Once again, we’re back with another “Great Curve Classics” … and another of Kevin Melrose’s At Sixes & Sevens feature. Enjoy!
Coming up with a nifty base of operations has to be the toughest part of being a supehero. Well, after saving the Earth while holding down a paying job.
I mean, most of the cool headquarters are generally spoken for, or out of reach: The Fortress of Solitude isn’t convenient to public transportation and, bad ’90s story ideas aside, Dr. Strange isn’t putting his Sanctum Sanctorum on the market anytime soon.
So, what’s left? The dregs, apparently …
JLA: Secret Sanctuary
It’s difficult to imagine a team that eventually would be based in a satellite 22,300 miles above the Earth — mind you, it did resemble a big nipple — and in watchtowers on the moon started out in a cave in Happy Harbor, R.I. Yes, Rhode Island. Sure, it was a spacious cave with showers and a trophy room. But still, Rhode Island?

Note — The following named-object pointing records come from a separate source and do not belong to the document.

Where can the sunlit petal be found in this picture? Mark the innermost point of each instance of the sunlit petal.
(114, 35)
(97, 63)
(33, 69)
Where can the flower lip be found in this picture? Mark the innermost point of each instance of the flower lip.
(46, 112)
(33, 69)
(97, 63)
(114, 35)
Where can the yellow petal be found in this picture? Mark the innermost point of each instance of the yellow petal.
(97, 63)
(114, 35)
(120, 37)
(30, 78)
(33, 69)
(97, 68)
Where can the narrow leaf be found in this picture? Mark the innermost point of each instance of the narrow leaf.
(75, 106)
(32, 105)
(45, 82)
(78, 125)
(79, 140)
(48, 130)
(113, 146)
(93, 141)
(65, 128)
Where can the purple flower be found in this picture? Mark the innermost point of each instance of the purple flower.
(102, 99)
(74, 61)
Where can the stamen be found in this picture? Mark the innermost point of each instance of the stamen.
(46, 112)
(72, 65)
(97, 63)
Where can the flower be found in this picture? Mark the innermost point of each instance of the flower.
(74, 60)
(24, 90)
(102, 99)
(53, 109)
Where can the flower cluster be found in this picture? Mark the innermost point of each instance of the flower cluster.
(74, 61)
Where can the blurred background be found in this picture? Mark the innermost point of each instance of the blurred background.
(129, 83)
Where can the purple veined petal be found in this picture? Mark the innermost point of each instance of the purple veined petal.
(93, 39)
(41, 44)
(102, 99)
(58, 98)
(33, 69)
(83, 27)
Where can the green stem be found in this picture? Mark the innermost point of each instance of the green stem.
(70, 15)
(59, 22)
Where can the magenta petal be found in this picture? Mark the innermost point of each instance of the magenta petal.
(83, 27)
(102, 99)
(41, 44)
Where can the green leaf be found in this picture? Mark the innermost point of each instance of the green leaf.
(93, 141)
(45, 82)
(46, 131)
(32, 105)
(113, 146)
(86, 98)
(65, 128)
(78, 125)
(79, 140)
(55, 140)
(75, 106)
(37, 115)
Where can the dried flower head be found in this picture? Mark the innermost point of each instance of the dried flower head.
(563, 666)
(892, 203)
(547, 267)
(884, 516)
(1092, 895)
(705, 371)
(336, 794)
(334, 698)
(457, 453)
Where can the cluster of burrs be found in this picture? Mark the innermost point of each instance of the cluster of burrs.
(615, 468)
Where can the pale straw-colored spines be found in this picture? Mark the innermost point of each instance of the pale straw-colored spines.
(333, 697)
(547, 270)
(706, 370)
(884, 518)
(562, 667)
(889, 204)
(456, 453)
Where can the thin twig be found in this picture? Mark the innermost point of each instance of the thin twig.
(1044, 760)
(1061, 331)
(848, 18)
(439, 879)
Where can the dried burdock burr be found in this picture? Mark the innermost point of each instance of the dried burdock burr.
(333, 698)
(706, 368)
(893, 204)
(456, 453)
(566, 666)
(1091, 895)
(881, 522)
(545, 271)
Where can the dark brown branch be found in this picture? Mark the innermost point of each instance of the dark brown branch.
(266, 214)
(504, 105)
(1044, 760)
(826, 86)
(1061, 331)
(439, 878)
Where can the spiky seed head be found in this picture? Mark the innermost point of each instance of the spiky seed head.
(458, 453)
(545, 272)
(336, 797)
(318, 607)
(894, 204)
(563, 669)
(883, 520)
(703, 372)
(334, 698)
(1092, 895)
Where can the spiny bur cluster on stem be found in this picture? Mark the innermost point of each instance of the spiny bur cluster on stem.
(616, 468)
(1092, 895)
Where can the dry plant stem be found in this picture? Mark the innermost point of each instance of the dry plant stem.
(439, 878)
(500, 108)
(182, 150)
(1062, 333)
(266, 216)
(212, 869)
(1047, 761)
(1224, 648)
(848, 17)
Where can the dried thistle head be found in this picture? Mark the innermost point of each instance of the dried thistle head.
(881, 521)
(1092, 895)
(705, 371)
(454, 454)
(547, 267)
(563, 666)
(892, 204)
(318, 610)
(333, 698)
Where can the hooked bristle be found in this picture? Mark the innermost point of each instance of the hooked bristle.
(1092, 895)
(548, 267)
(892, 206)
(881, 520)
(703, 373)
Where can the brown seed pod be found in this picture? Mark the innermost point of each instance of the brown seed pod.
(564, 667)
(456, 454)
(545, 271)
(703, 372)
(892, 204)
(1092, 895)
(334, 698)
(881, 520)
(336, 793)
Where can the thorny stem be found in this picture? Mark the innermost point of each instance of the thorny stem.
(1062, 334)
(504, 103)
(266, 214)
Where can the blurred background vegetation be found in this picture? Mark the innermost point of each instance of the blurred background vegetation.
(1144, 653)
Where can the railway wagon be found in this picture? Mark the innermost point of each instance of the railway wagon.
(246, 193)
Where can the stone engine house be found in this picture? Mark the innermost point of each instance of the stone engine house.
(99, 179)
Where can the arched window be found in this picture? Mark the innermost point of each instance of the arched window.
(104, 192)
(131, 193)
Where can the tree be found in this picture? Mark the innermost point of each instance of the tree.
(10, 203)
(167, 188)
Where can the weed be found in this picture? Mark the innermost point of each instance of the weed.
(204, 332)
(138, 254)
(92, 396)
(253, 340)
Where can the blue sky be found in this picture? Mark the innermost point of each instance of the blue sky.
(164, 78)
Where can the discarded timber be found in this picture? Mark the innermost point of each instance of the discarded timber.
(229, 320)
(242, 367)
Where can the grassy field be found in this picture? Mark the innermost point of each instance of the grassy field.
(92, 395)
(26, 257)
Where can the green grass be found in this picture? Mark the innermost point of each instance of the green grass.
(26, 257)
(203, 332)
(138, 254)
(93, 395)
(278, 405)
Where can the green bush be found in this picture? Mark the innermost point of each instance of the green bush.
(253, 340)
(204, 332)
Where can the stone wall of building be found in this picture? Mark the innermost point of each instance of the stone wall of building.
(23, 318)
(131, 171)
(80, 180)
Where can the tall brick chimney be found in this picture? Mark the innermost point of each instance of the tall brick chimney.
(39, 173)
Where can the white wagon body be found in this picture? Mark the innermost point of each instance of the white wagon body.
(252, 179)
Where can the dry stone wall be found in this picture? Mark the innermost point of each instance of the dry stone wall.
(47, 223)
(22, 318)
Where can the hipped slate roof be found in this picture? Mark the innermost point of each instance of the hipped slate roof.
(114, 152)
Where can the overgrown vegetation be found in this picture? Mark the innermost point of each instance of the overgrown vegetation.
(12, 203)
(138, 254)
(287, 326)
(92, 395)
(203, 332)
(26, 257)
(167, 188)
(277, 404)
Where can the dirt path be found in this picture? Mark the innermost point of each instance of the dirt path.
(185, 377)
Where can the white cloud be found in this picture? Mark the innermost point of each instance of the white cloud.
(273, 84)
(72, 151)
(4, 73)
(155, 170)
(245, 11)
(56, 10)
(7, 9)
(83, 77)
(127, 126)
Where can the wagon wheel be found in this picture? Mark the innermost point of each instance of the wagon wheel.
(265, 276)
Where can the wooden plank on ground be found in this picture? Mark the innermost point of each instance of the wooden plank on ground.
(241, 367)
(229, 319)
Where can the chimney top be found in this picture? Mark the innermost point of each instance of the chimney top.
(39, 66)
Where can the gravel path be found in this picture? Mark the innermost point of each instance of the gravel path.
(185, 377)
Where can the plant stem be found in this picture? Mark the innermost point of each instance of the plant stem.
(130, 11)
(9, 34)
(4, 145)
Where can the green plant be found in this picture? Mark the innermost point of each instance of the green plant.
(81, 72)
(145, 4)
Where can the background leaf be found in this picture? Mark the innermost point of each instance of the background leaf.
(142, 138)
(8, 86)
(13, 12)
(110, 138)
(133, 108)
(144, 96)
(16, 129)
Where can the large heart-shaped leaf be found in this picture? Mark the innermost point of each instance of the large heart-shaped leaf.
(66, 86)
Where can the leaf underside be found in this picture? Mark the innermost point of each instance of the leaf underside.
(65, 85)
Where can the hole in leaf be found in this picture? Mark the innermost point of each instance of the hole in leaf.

Teen Titans: Gabriel’s Horn
In the mid-’70s, the Teen Titans were based in a secret headquarters beneath a disco in Farmingdale, Long Island, called Gabriel’s Horn. Because, y’know, all the hip kids hung out at discotheques — and called them discotheques. Roy Harper’s band, Great Frog, even played there, when our boy Speedy wasn’t busy shooting heroin.
JLA: The Detroit Bunker
Talk about adding insult to injury: As if it’s not bad enough that they fill the Justice League’s ranks with a bunch of nobodies — c’mon, Vibe and Gypsy? — they have to move the team from the nipple-rific satellite to … an underground bunker in Detroit. I bet they sat around the kitchen, eating Dale Gunn’s cooking, and asking Aquaman and Martian Manhunter how great things were at that cave in Rhode Island.
When the Federal Aeronautics Association revoked the Avengers’ airspace privileges, Earth’s Mightiest Heroes moved their quinjets from the swanky midtown Manhattan mansion to the Hydro-Base, just outside of territorial waters. Soon, the Avengers were taking full advantage of the floating island’s artificial beach and, um, artificial mountain. Unfortunately, that same beach provided the odious Dr. Druid with an opportunity to wear his pee-colored speedos. There’s just no excuse for that.
The Outsiders: Station Markovia
The Avengers, unfortunately, weren’t the only ones to take to the sea in the mid- to late ’80s. Witness Station Markovia, an energy and marine research station off the coast of California that the original Outsiders called home for a while. The thing about the station is that it was fully automated and no one, besides The Outsiders, knew that it was their top-secret headquarters. So those of you in Santa Monica who think you saw five figures in brightly colored uniforms flying toward a research platform — well, you were wrong. I’m not sure what you saw, but it definitely wasn’t The Outsiders.
The X-Men: Outback town
Let’s see how well I remember my late-’80s X-Men history: In the “Fall of the Mutants” storyline, the X-Men are thought dead, but pass through the magical Siege Perilous gem — meh, I give up. Anyway, they end up in the Great Australian Desert, where they defeat a group of cyborg criminals called the Reavers, then take over the dusty, forsaken town their opponents had called home. If you’re looking to keep on the down-low, the Outback is the way to go. But it’s hot — oh, so hot — and those Reavers weren’t the best housekeepers. In fact, the town was so nasty that Storm had to whip up a monsoon just to clean the place. I feel your pain, Dazzler. “Ugh,” indeed.